Быт и бытие в прозе Людмилы Петрушевской
Алексей Куралех
Повесть «Время ночь» и цикл рассказов «Песни восточных славян» как бы два противоположных начала в творчестве Людмилы Петрушевской, два полюса, между которыми балансирует ее художественный мир.
В цикле «Песни восточных славян» перед нами проходит ряд странных историй, «случаев» — темных, страшных, ночных. Как правило, в центре повествования стоит чья-то смерть. Смерть необычная, вызывающая ощущение зыбкости границы между реальным и ирреальным миром, между существованием мертвых и живых.
В начале войны к одной женщине приходит похоронка на мужа-летчика. Вскоре после этого у ее дома появляется странный молодой человек, худой, изможденный. Молодой человек оказывается ее мужем, дезертировавшим из армии.
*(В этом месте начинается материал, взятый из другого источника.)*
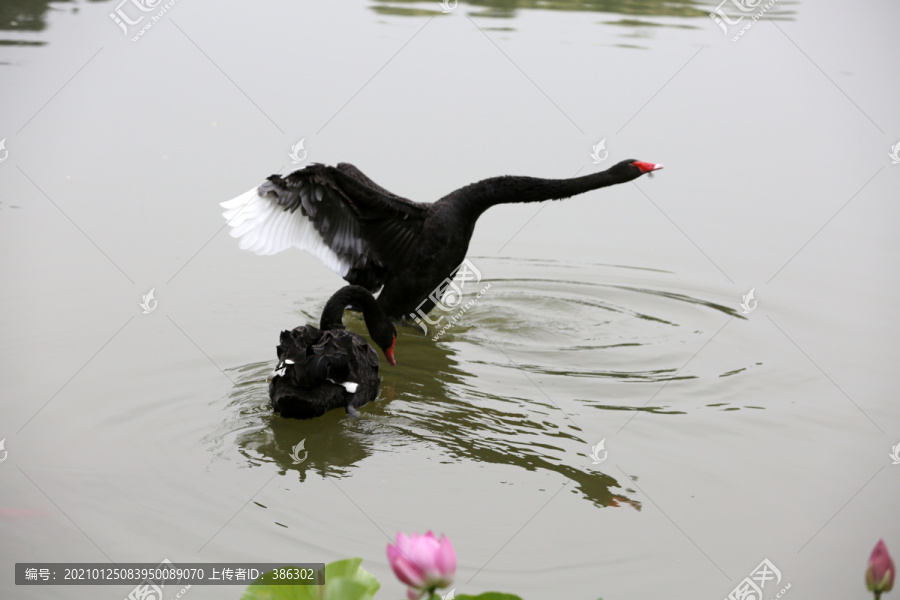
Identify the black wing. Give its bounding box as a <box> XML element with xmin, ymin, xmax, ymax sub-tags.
<box><xmin>222</xmin><ymin>163</ymin><xmax>427</xmax><ymax>292</ymax></box>
<box><xmin>275</xmin><ymin>328</ymin><xmax>377</xmax><ymax>389</ymax></box>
Однажды он просит женщину пойти в лес и закопать обмундирование, которое он оставил там, когда уходил из части. Женщина закапывает какие-то обрывки летчицкого комбинезона, лежащие на дне глубокой воронки. После этого муж исчезает. Потом он является женщине во сне и произносит: «Спасибо тебе, что ты меня похоронила» («Случай в Сокольниках»).
А вот — другой случай.
У одного полковника во время войны умирает жена. После кладбища он обнаруживает, что потерял партбилет. Во сне к нему приходит умершая и говорит, что он уронил билет, когда целовал ее в гробу. Пусть он откопает гроб, откроет его и достанет билет, но не снимает покрова с ее лица. Полковник так и делает. Лишь покров с лица жены снимает. На аэродроме к нему подходит какой-то летчик и предлагает доставить в часть. Полковник соглашается. Летчик прилетает в глухой темный лес. На поляне горят костры. Вокруг ходят люди, обгоревшие, со страшными ранами, но чистыми лицами. И женщина, сидящая у костра, произносит: «Зачем же ты посмотрел на меня, зачем поднял покрывало, теперь у тебя отсохнет рука». Полковника находят на кладбище без сознания у могилы жены. Его рука «сильно повреждена и теперь, возможно, отсохнет» («Рука»).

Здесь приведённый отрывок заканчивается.